1. 自動車検査等の充実強化
(1) 自動車検査の充実
運輸省は,自動車の整備不良による事故を未然に防止するため,軽自動車(48年10月から検査実施)および小型特殊自動車を除くすべての自動車に対して,新規検査のほか車種により1年または2年に1回,定期的な継続検査を実施するとともに,必要に応じ構造等変更検査等を行ない,盲動車の安全性の確保に努めている。
このため,年々激増する自動車数に対処するため,46年度においては検査場6カ所を拡充して6コースを増設し,検査要員を38人増員した。47年度には,検査場を沖縄に新設するとともに,3カ所の検査場を改修拡張することにより,6コースを増設し,検査要員も32人増員することとしているが,いまだ不十分であり,今後とも検査体制の強化を図る必要がある。

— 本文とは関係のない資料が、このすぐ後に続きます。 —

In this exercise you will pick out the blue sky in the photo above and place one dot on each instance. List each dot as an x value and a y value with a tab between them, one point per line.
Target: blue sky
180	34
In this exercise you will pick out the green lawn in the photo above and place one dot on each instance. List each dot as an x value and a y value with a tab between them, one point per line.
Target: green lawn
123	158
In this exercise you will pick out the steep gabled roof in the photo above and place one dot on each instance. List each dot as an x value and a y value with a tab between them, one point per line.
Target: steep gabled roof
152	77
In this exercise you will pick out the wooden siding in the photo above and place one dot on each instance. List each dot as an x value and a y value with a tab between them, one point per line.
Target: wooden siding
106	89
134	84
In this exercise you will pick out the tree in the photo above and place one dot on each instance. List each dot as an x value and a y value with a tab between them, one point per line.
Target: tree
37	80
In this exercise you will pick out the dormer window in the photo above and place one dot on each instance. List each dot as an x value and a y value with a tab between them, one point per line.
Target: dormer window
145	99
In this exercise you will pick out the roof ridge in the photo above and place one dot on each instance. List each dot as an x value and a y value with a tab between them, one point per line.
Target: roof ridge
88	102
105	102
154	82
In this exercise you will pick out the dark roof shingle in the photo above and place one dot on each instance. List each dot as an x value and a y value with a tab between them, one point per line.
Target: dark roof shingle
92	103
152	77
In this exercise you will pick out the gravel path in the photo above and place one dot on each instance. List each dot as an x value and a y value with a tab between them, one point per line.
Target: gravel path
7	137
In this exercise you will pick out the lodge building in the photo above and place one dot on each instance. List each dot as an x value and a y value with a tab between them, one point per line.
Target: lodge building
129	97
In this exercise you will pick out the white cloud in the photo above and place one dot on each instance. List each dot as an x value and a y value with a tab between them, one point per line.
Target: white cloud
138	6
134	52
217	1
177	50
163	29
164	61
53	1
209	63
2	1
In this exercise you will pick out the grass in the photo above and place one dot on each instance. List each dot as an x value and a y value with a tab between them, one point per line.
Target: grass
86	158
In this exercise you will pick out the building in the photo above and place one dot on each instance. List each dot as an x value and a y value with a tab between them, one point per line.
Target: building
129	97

また,検査施設の近代化を図るため,新設の検査コースまたは老朽で更新すべき検査コースについては自動方式検査機器の設置を進めており,検査記録も,電子情報処理組織によりフアイルされている。
(2) 軽自動車に対する検査制度の創設
近年,軽自動車の普及はまことに目覚ましいものがあり,現在約600万台にも達し,その安全性の確保および公害の防止を図ることが急務となつている。このため,従来車両検査を実施していなかつた軽自動車に対しても48年10月より一般車と同様に車両検査を実施すべく,先の第68回国会において道路運送車両法の一部改正を行なつた。
この軽自動車の検査は,国が直接実施せず運輸大臣の認可によつて設立される全額政府出資の軽自動車検査協会に行なわせるものとしており,軽自動車検査協会は東京に本部を置き,各都府県に1カ所(北海道は7カ所)の全国53カ所の支所を設置して検査業務にあたることになつている。
軽自動車の安全性の向上および公害の防止は,この検査制度の創設により,今後飛躍的に向上するものと期待されている。
(3) 自動車の型式指定等
自動車の安全性の増進および使用者の利便を図るために,自動車等の製作者の申請に基づき,申請された型式の自動車等が「道路運送車両の保安基準」に適合し,かつ,均一性を有しているかどうかを審査して型式指定または型式認定を行なうという制度を実施しているが,45年度には交通安全公害研究所を発足させ,同研究所の自動車審査部において審査を行なうこととし,審査体制の充実強化を図つた。なお,46年度中の型式指定件数は187件,型式認定件数は71件であつた。
(4) 自動車安全規制の強化
自動車の安全性については,「道路運送車両の保安基準」により,逐次その強化を図つている。
46年度には衝突時の乗員被害軽減対策として,乗用車に対して衝撃吸収かじ取ハンドルを義務付け保安基準を強化した。
今後,きらに,自動車の構造装置面の安全性を高めるため,国内においては,規制面における試験研究体制を強化し,国際的には諸外国と積極的に規制および研究の動向について情報交換を行なうとともに統一基準作成のための審議に参加し,わが国の実情に応じた安全対策を推進することとしている。
この一環として,45年11月に日本政府と米国政府との間で実験安全車(ESV〉の開発で日米両国が研究協力することとなり,わが国においては3カ年計画で1,000キログラム級の実験安全車を試作することが決定され,48年末までに完成をめざし,各社において研究,実験が推進されている。
また,47年9月には,運輸技術審議会から自動車安全基準の考え方,安全基準の拡充強化目標等を内容とした「自動車の安全確保のための技術的方策について」の答申がなされた。今後,保安基準はこの答申に沿つて改正強化していく予定である。
(5) 欠陥車対策
自動車の構造装置の安全性について,44年6月以降のいわゆる欠陥車問題を契機にその対策として,欠陥車が発生し,またはそのおそれがある場合は,自動車メーカーにおいて欠陥内容,回収計画についてすみやかに運輸省に届出を行なうとともに,自動車使用者に周知徹底することを自動車型式指定規則の改正等により制度化している。
欠陥車の届出の実績については,46年度において18件,対象台数は約80万台となつている。